All of us out here who have resisted the zombie surge find ourselves strapped to a sled racing downhill toward a deep lake, knowing that at some point, we run out of land and drown. This contributes to the fetishism of the negative, since our overall prognosis indicates doom.

Our people need real hope. Not another politician promising change, not weepy literature where everything is lost in the end, and not newspapers showing us the misery and destruction of others as entertainment. We need to believe that we can get out of this age of decay.

As the Leftists are fond of reminding us, “the only constant is change.” It never occurs to them that this can include change moving away from “progress” and toward rediscovery of the old ways, which only got to be old ways by not failing over the centuries. The old is more enduring than the “new,” which is rarely new, since it relies on human failings and greed which have always been with us.

We are trapped in a mental cage called “equality.” As long as we insist that everyone is equal, we are ruled by a herd without hierarchy, which means that whatever appeals to the dumbest among us wins, since there are more of them, and the rest of us will rationalize the result like a committee, trying to find the best worst option so we can keep believing in the System.

People do not think in terms of logical structures; for most thought consists of images, symbols, feelings, and sensations. They do not parse the term “equality” to realize that it means that everyone can participate, no matter who they are. Equality means “bad = good” and not surprisingly, results turn out badly.

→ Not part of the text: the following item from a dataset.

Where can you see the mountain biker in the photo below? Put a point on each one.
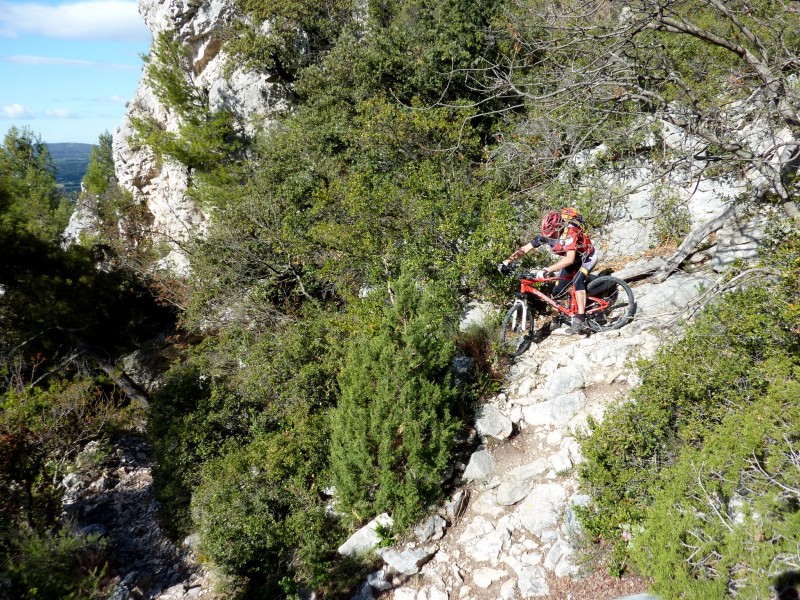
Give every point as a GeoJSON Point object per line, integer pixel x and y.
{"type": "Point", "coordinates": [563, 234]}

Until we overthrow the mental virus of equality, we will always be strapped to that sled heading for the black water and death. Until we escape democracy, the worst impulses of humanity will always rule us. Until we change this system, we will never have hope.

For centuries, our people have been unable to experience anything other than dark thoughts. They have had no hope, since they believe this system will be here in perpetuity. This makes it obvious what we must do: overthrow this System and replace it with a functional society like we once had, and then using that, to rise above all of our past achievements toward new glory.